Dive Brief:
- The U.S. Department of Labor (DOL) will, for the second time during the Trump adminsitration, propose new tip pooling and tip credit rules Oct. 8, according to a Federal Register announcement.
- The regulation, if finalized, will allow employers who do not take a tip credit against the minimum wage to operate a tip pool that includes employees who don't traditionally receive tips, according to a DOL press release. The rule also formalizes the agency's position on when an employer may take a tip credit for the time an employee in a tipped occupation performs non-tipped work, the agency said.
- Once published in the Federal Register, stakeholders will have 60 days to comment on the Notice of Proposed Rulemaking (NPRM).
Dive Insight:
This area of law has been a roller coaster for stakeholders in recent years. The agency issued regulations in 2011 under the Obama administration outlawing tip pools that included nontipped employees. The rule was aimed at closing a "loophole" that some employers used — paying minimum wage to all workers, enabling them to operate any tip pool they wanted, regardless of whether it met DOL's definition of a "valid" tip pool. Business groups sued and at least two federal appeals courts found the rule invalid. Another court disagreed, and the U.S. Supreme Court declined to resolve the split.

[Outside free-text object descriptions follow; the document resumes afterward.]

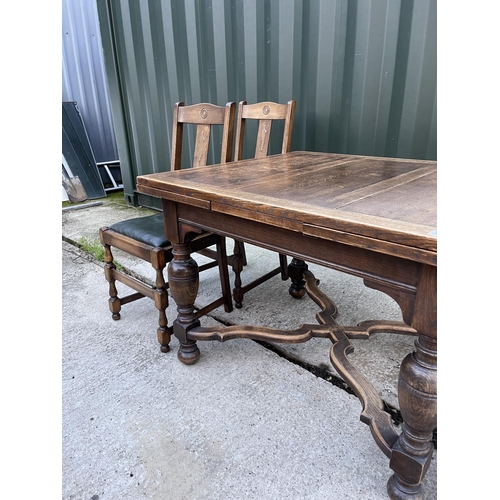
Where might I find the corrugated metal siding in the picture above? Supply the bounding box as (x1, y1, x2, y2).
(62, 0, 118, 163)
(97, 0, 436, 208)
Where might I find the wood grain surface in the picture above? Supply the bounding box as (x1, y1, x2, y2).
(137, 152, 437, 262)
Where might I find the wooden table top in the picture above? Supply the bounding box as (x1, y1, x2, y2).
(137, 151, 437, 264)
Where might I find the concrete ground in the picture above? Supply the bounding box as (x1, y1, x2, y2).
(62, 196, 437, 499)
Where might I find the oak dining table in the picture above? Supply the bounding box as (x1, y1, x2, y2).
(136, 151, 437, 500)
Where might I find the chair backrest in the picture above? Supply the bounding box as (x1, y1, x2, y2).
(234, 100, 296, 160)
(171, 101, 236, 170)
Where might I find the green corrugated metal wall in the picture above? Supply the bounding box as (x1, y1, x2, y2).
(97, 0, 436, 209)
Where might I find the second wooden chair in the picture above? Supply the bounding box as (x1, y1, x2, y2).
(231, 99, 296, 307)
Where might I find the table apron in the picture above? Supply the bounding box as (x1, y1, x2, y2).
(176, 203, 425, 296)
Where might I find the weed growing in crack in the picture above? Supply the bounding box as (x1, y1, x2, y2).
(78, 236, 105, 262)
(77, 236, 124, 271)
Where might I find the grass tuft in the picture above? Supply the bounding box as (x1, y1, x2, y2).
(77, 236, 125, 271)
(78, 236, 105, 262)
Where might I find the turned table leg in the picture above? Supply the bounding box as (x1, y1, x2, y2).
(387, 264, 437, 500)
(167, 242, 201, 365)
(387, 335, 437, 499)
(288, 258, 308, 299)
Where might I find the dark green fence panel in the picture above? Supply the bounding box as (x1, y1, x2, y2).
(97, 0, 436, 209)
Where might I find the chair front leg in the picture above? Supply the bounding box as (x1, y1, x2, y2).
(101, 237, 121, 320)
(231, 240, 245, 308)
(216, 236, 234, 313)
(279, 253, 289, 280)
(151, 248, 172, 353)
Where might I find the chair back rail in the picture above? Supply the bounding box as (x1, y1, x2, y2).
(234, 100, 296, 160)
(171, 102, 236, 170)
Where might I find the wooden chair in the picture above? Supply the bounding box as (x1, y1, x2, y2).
(231, 99, 296, 307)
(99, 102, 236, 353)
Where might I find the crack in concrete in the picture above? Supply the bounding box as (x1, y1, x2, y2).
(251, 339, 437, 451)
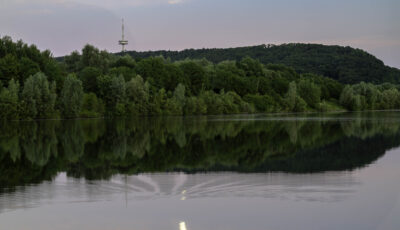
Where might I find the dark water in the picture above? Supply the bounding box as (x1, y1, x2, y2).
(1, 112, 400, 230)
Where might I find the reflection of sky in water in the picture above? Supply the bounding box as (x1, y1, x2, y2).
(0, 148, 400, 230)
(0, 171, 357, 213)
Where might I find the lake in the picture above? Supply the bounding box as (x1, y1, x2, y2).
(1, 112, 400, 230)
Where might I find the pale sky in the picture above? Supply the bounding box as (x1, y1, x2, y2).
(1, 0, 399, 68)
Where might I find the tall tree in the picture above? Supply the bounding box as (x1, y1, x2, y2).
(21, 72, 57, 119)
(60, 74, 84, 118)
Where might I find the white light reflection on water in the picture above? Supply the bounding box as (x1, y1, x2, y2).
(179, 221, 187, 230)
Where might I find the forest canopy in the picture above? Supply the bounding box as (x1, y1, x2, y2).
(1, 36, 400, 120)
(121, 44, 400, 84)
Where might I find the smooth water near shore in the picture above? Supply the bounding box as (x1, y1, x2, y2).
(1, 112, 400, 230)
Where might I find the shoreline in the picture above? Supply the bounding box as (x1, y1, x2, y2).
(5, 109, 400, 122)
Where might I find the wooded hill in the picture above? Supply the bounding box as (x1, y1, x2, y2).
(122, 44, 400, 84)
(2, 36, 400, 120)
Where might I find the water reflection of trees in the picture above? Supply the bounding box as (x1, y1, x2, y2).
(1, 112, 400, 189)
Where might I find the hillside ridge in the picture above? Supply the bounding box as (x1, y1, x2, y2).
(119, 43, 400, 84)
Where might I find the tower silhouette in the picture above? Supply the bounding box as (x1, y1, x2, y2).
(118, 19, 128, 52)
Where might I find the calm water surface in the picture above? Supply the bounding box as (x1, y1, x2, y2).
(1, 112, 400, 230)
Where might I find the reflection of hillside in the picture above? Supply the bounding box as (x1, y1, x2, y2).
(253, 134, 400, 173)
(1, 112, 400, 190)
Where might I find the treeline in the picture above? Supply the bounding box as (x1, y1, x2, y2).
(339, 82, 400, 111)
(121, 43, 400, 84)
(2, 36, 400, 120)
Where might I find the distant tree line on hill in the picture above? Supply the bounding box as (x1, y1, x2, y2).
(1, 36, 400, 120)
(122, 44, 400, 84)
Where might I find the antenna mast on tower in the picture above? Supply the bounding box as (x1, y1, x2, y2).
(118, 18, 128, 52)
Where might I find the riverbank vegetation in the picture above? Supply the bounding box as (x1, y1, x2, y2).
(1, 36, 400, 120)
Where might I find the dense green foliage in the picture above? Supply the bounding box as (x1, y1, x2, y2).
(122, 44, 400, 84)
(339, 82, 400, 111)
(60, 74, 84, 118)
(0, 79, 19, 120)
(20, 72, 58, 119)
(2, 36, 400, 120)
(0, 36, 63, 88)
(1, 113, 399, 189)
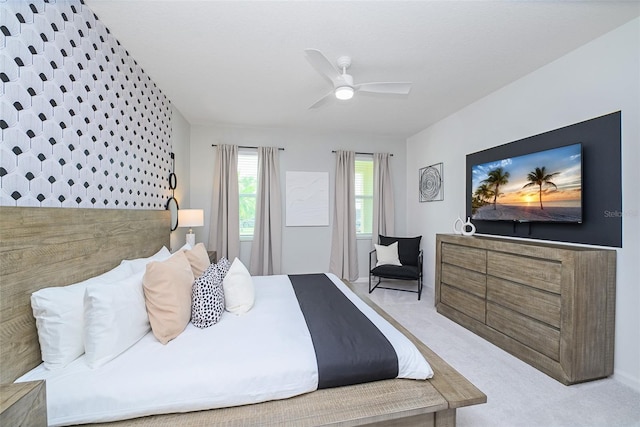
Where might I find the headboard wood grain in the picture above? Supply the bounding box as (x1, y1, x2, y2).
(0, 207, 170, 383)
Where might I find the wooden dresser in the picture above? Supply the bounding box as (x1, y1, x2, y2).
(435, 234, 616, 385)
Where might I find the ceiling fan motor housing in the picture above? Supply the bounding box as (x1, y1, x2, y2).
(336, 55, 352, 71)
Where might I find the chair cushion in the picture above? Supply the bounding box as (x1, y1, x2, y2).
(379, 235, 422, 266)
(371, 264, 420, 280)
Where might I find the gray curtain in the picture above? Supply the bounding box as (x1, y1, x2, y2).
(373, 153, 395, 239)
(208, 144, 240, 260)
(329, 150, 358, 281)
(250, 147, 282, 275)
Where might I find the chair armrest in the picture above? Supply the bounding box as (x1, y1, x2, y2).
(369, 249, 377, 272)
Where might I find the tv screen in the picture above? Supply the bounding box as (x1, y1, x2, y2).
(471, 143, 582, 223)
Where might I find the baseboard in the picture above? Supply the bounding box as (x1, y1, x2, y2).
(613, 370, 640, 393)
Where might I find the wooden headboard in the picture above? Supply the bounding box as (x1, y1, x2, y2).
(0, 207, 170, 383)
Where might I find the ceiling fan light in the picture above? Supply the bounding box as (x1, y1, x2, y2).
(335, 86, 354, 100)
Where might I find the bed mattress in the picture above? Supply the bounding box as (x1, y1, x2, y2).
(17, 273, 433, 426)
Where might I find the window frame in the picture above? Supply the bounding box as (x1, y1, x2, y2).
(237, 149, 258, 240)
(354, 156, 374, 238)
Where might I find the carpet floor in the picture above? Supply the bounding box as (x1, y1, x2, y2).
(350, 280, 640, 427)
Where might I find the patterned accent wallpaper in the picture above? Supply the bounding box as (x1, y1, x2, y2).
(0, 0, 172, 209)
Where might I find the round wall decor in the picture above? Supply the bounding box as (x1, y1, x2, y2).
(419, 162, 444, 202)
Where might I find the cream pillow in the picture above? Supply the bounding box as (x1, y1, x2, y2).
(223, 258, 254, 315)
(84, 271, 149, 368)
(183, 243, 211, 279)
(375, 241, 402, 267)
(142, 251, 195, 344)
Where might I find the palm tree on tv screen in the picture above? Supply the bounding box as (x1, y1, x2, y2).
(481, 167, 510, 210)
(523, 166, 559, 210)
(472, 183, 494, 213)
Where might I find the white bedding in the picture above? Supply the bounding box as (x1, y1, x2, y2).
(17, 273, 433, 426)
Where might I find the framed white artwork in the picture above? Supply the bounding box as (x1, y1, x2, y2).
(286, 171, 329, 226)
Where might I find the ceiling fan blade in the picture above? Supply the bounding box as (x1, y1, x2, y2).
(308, 90, 334, 109)
(305, 48, 341, 85)
(355, 82, 412, 95)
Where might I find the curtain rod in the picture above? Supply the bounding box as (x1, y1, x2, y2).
(211, 144, 284, 151)
(332, 150, 393, 157)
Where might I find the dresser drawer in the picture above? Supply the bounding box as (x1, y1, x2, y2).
(487, 276, 560, 328)
(487, 251, 561, 294)
(442, 243, 486, 274)
(442, 263, 486, 298)
(487, 302, 560, 361)
(441, 284, 485, 323)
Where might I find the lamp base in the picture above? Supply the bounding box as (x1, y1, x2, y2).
(186, 232, 195, 247)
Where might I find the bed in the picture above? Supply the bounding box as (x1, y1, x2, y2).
(0, 206, 486, 426)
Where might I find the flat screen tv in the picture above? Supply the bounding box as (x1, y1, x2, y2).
(471, 143, 582, 223)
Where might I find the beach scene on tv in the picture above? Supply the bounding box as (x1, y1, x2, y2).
(471, 143, 582, 223)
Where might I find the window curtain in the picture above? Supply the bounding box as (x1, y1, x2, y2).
(208, 144, 240, 260)
(329, 150, 358, 281)
(249, 147, 282, 275)
(372, 153, 395, 239)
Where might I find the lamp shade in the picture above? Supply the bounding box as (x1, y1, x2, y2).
(178, 209, 204, 228)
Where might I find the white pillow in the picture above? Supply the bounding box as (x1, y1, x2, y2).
(375, 241, 402, 267)
(223, 258, 254, 315)
(30, 262, 134, 370)
(174, 242, 192, 253)
(83, 271, 150, 368)
(120, 246, 172, 273)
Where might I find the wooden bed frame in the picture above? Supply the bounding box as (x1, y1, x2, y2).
(0, 206, 485, 426)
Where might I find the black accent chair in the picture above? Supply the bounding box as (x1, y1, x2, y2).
(369, 235, 423, 300)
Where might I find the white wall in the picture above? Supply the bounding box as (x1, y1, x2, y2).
(406, 18, 640, 390)
(169, 106, 191, 251)
(189, 125, 406, 276)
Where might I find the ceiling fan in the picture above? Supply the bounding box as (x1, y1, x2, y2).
(304, 48, 412, 109)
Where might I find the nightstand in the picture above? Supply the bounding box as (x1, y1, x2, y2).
(0, 381, 47, 426)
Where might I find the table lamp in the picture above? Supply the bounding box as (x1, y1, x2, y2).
(178, 209, 204, 246)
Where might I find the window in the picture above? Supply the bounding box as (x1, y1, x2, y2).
(238, 151, 258, 237)
(354, 157, 373, 235)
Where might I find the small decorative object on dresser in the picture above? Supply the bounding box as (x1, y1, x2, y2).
(453, 216, 475, 236)
(461, 217, 476, 236)
(453, 216, 464, 234)
(435, 234, 616, 385)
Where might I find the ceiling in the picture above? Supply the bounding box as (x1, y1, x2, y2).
(84, 1, 639, 139)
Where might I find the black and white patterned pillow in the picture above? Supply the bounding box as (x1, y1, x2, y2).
(216, 257, 231, 277)
(191, 263, 225, 329)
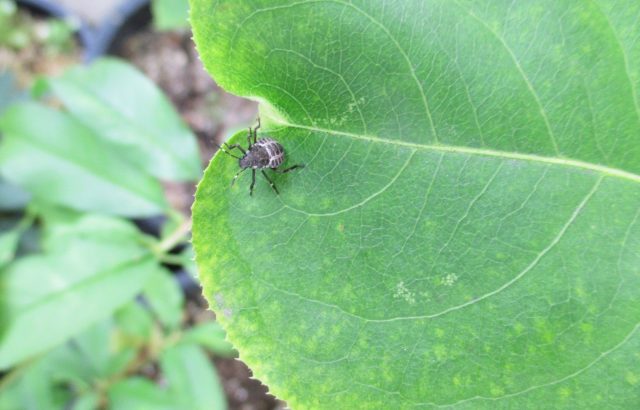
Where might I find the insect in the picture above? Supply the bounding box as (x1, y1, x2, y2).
(217, 118, 304, 196)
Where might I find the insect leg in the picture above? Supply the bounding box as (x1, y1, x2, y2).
(252, 117, 260, 144)
(249, 169, 256, 196)
(213, 142, 242, 159)
(223, 142, 246, 155)
(261, 170, 279, 195)
(273, 164, 305, 174)
(231, 168, 248, 186)
(246, 127, 253, 148)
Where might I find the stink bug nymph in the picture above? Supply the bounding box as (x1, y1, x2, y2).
(216, 118, 304, 196)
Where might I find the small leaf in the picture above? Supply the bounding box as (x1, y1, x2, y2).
(181, 321, 236, 357)
(69, 320, 115, 378)
(160, 343, 227, 410)
(178, 243, 199, 281)
(143, 267, 184, 331)
(40, 58, 201, 181)
(0, 227, 20, 269)
(0, 102, 168, 217)
(107, 377, 174, 410)
(71, 393, 100, 410)
(114, 300, 155, 345)
(0, 214, 33, 268)
(152, 0, 190, 31)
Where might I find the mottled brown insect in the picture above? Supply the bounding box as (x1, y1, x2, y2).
(217, 118, 304, 196)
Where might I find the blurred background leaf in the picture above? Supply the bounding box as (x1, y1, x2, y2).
(0, 71, 25, 114)
(36, 58, 201, 181)
(181, 321, 236, 358)
(0, 102, 169, 216)
(0, 214, 161, 368)
(151, 0, 190, 31)
(107, 377, 174, 410)
(143, 267, 185, 331)
(160, 343, 227, 410)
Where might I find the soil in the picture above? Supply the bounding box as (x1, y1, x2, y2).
(116, 29, 287, 410)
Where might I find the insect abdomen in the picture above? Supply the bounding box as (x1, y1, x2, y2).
(256, 138, 284, 168)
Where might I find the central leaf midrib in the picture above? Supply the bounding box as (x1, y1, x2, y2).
(275, 121, 640, 183)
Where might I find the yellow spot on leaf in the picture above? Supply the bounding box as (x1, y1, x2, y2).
(626, 371, 639, 385)
(433, 344, 447, 361)
(490, 384, 505, 396)
(558, 386, 572, 398)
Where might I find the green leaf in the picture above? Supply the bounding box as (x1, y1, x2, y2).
(181, 321, 236, 357)
(0, 102, 168, 216)
(0, 227, 20, 269)
(71, 393, 100, 410)
(0, 178, 30, 211)
(190, 1, 640, 408)
(0, 70, 25, 115)
(0, 358, 72, 410)
(107, 377, 174, 410)
(0, 214, 160, 368)
(177, 243, 199, 281)
(68, 319, 117, 379)
(160, 344, 227, 410)
(40, 211, 148, 252)
(143, 267, 184, 330)
(39, 58, 201, 181)
(114, 300, 155, 345)
(0, 213, 33, 268)
(152, 0, 190, 31)
(49, 317, 140, 383)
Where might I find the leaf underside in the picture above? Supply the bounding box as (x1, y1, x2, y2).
(191, 1, 640, 408)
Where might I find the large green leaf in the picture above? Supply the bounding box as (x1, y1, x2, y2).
(190, 1, 640, 408)
(0, 102, 168, 216)
(38, 58, 201, 181)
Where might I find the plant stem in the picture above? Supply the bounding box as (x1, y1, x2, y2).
(157, 253, 187, 266)
(157, 217, 192, 254)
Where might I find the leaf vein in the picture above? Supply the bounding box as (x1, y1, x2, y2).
(452, 0, 561, 156)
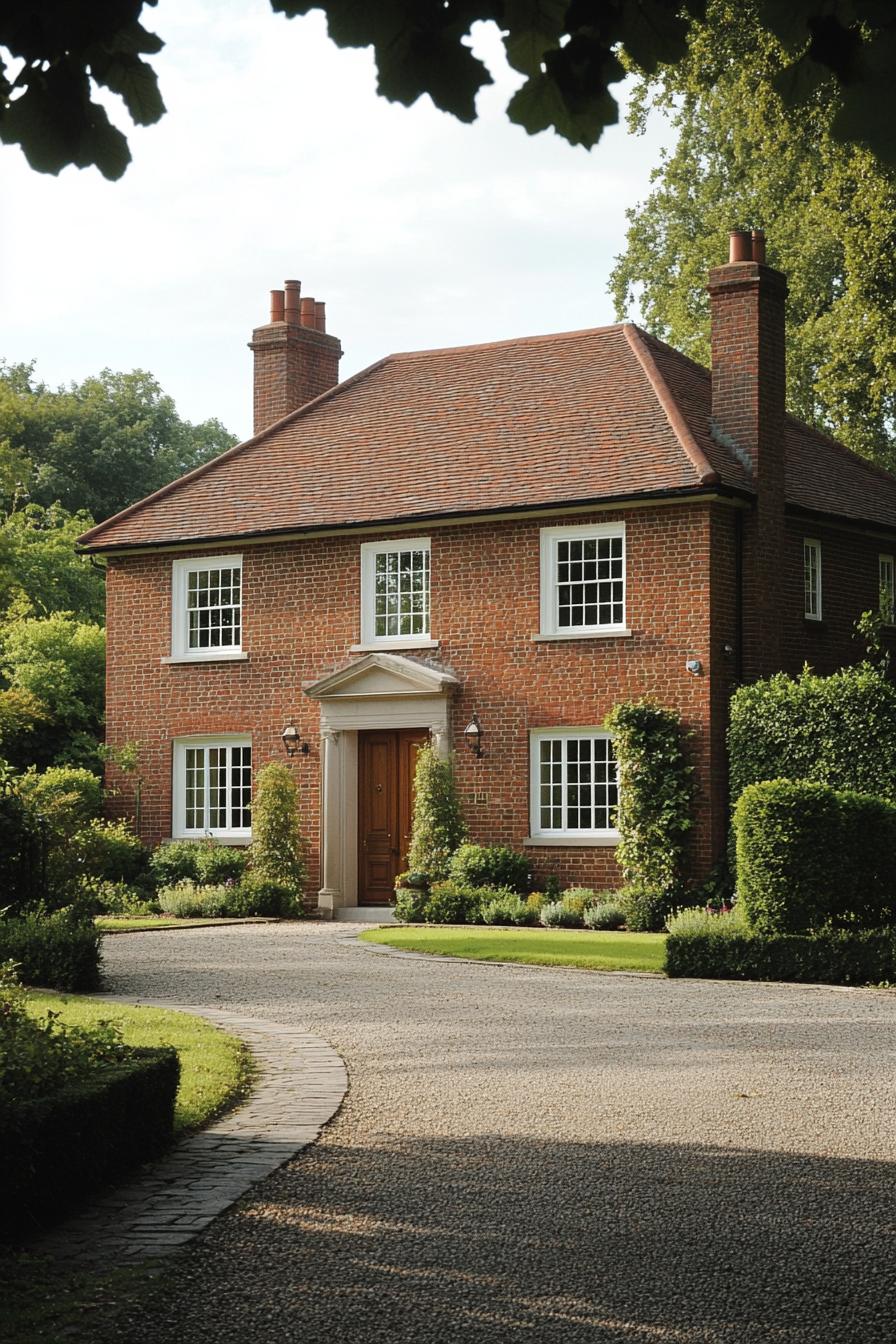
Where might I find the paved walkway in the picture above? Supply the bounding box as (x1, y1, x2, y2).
(37, 1001, 347, 1263)
(79, 924, 896, 1342)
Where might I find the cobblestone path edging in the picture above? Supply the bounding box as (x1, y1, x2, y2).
(35, 997, 348, 1264)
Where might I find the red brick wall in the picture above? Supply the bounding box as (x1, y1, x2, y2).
(104, 500, 723, 896)
(248, 322, 341, 435)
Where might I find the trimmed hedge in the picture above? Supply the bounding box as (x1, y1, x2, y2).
(0, 1045, 179, 1238)
(734, 779, 896, 934)
(729, 663, 896, 808)
(448, 844, 530, 894)
(0, 910, 101, 990)
(665, 927, 896, 987)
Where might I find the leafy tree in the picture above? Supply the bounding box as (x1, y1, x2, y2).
(0, 503, 104, 621)
(406, 744, 466, 883)
(610, 0, 896, 467)
(250, 762, 307, 891)
(3, 2, 896, 180)
(0, 612, 105, 766)
(0, 361, 236, 522)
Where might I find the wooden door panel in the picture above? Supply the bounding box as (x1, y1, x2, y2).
(358, 728, 428, 905)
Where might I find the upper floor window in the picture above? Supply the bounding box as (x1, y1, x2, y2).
(880, 554, 895, 624)
(171, 556, 243, 659)
(539, 523, 626, 638)
(360, 538, 431, 646)
(529, 729, 619, 840)
(172, 736, 251, 839)
(803, 539, 822, 620)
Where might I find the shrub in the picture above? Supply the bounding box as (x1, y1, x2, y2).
(540, 900, 582, 929)
(90, 881, 159, 917)
(0, 775, 37, 915)
(395, 870, 429, 891)
(622, 882, 677, 933)
(393, 887, 431, 923)
(0, 909, 101, 991)
(733, 779, 896, 935)
(149, 840, 201, 887)
(603, 699, 693, 893)
(665, 925, 896, 987)
(406, 745, 466, 883)
(424, 880, 483, 925)
(562, 887, 599, 908)
(479, 891, 537, 926)
(559, 891, 588, 922)
(525, 891, 549, 916)
(18, 765, 103, 837)
(195, 842, 249, 886)
(583, 902, 627, 931)
(728, 662, 896, 810)
(448, 844, 530, 894)
(665, 905, 749, 937)
(250, 762, 307, 891)
(73, 818, 150, 888)
(157, 881, 230, 918)
(228, 872, 297, 918)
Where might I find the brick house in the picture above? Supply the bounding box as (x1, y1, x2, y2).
(79, 232, 896, 916)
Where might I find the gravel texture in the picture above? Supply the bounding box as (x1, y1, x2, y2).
(98, 922, 896, 1343)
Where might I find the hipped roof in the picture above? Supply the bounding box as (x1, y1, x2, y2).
(78, 322, 896, 552)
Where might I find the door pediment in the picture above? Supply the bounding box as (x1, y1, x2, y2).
(304, 652, 459, 701)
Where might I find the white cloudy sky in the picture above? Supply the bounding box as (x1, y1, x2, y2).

Once the Trump administration took office, it began the process to rescind the Obama-era rules, issuing an NPRM. Bloomberg BNA then reported that the agency omitted an internal analysis from its proposal — one that showed that workers would potentially lose out on billions in gratuities under the rule because it could have allowed employers to keep workers' tips for themselves. The agency's Office of Inspector General then initiated an audit of the Wage and Hour Division's process that is still ongoing, according to the office's most recent report to Congress.
In the meantime, DOL said it didn't have the authority to prohibit employers from keeping workers' tips, leading Congress to pass a law barring such actions and making the concerns moot.
Since then, the secretary of labor resigned following an unrelated controversy. The acting secretary promised a flurry of rulemaking before the end of the year, and the agency seems to be making good on that promise, first finalizing new overtime rules and now taking a second swing at a tip pooling rule just as President Donald Trump's second nominee for labor secretary takes the helm. If this latest proposal is finalized, employers will soon have some clarity on the issue, plus rules widely viewed as employer-friendly.